パステルカラーのかわいい建物が並ぶ美しい町。

中世の面影を残すユニークな建築物が多く、「頭の家」「小ヴェニス」など、おとぎ話のような風景をあちらこちらに見ることができます。

 須賀敦子さんは『アルザスの曲がりくねった道』で、主人公フランス人修道女オディールが故郷について話す場面からです。
<あっ、コルマールに行ったの。いつもは控え目な彼女が叫ぶようにそういうと、まぶたを半分とじるようにして、つぶやいた。ああ、コルマール。なつかしい、コルマール。戦争の前は、あの辺りのぶどう畑がぜんぶ、わたしたちの家のものだったのよ。シュレベール家のぶどう畑。息をつめるようにしてひと息にそういい終えた彼女に、わたしはあっけにとられた。>

『考える人』2009年冬号に、「一九九六年九月、最後の旅」と題した鈴木力氏(新潮社)の記事があり、須賀さんがコルマールを訪れたときの写真が掲載されていました。

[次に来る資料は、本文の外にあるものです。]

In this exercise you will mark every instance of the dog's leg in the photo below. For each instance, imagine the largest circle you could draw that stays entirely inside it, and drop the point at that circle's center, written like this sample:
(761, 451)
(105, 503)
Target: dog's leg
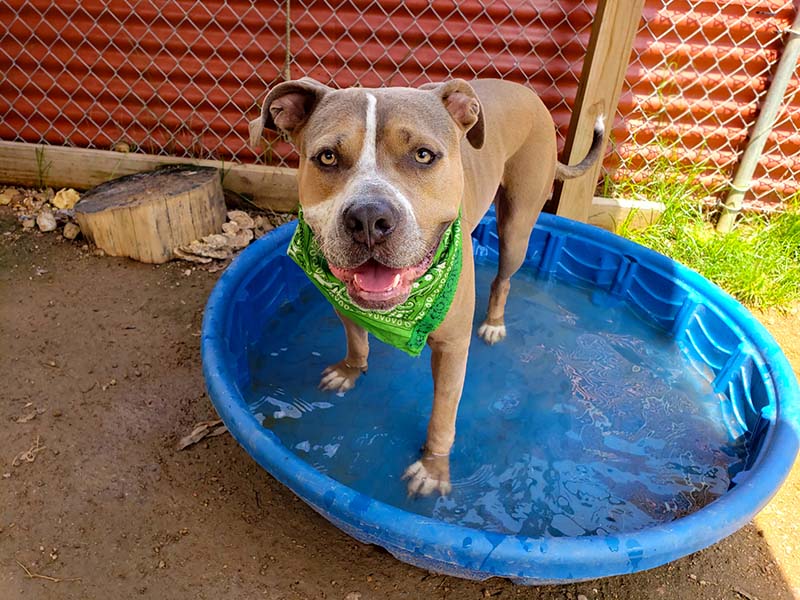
(342, 376)
(518, 204)
(449, 349)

「旅するフランス語」にも同じ場所(La Petite Venise)の光景が映されていました。

旧税関の前に建つ須賀敦子さん。

当然この場所も「旅するフランス語」に登場します。

コルマールは、日本では宮崎駿監督の『ハウルの動く城』のロケ地になったことでも有名。

プフィスタの家も、アニメのシーンに描かれていました。

八角形の塔、出窓、壁に描かれた絵画などいたるところが芸術的で、16世紀に裕福な商人のために建てられた家だそうです。

アルザス地方は歴史的にドイツとフランスの間を行ったり来たりした場所。そのため、地元の言葉であるアルザス語がとても大切にされてきましたとのこと。

「旅するフランス語」第24章はアルザス紀行5は最終回。

アルザス地方にあるオーベルジュでの豪華ディナーが紹介されていました。

昨年行ったときな見ることができなかったアルザスのシンボルともいえるコウノトリの映像も見ることができました。

これで終わりかと思いましたが、「常盤貴子の旅の手帖 大人のパリとアルザス地方」の今回のシリーズは4月から9月まで再放送されるそうなので、楽しみにしています。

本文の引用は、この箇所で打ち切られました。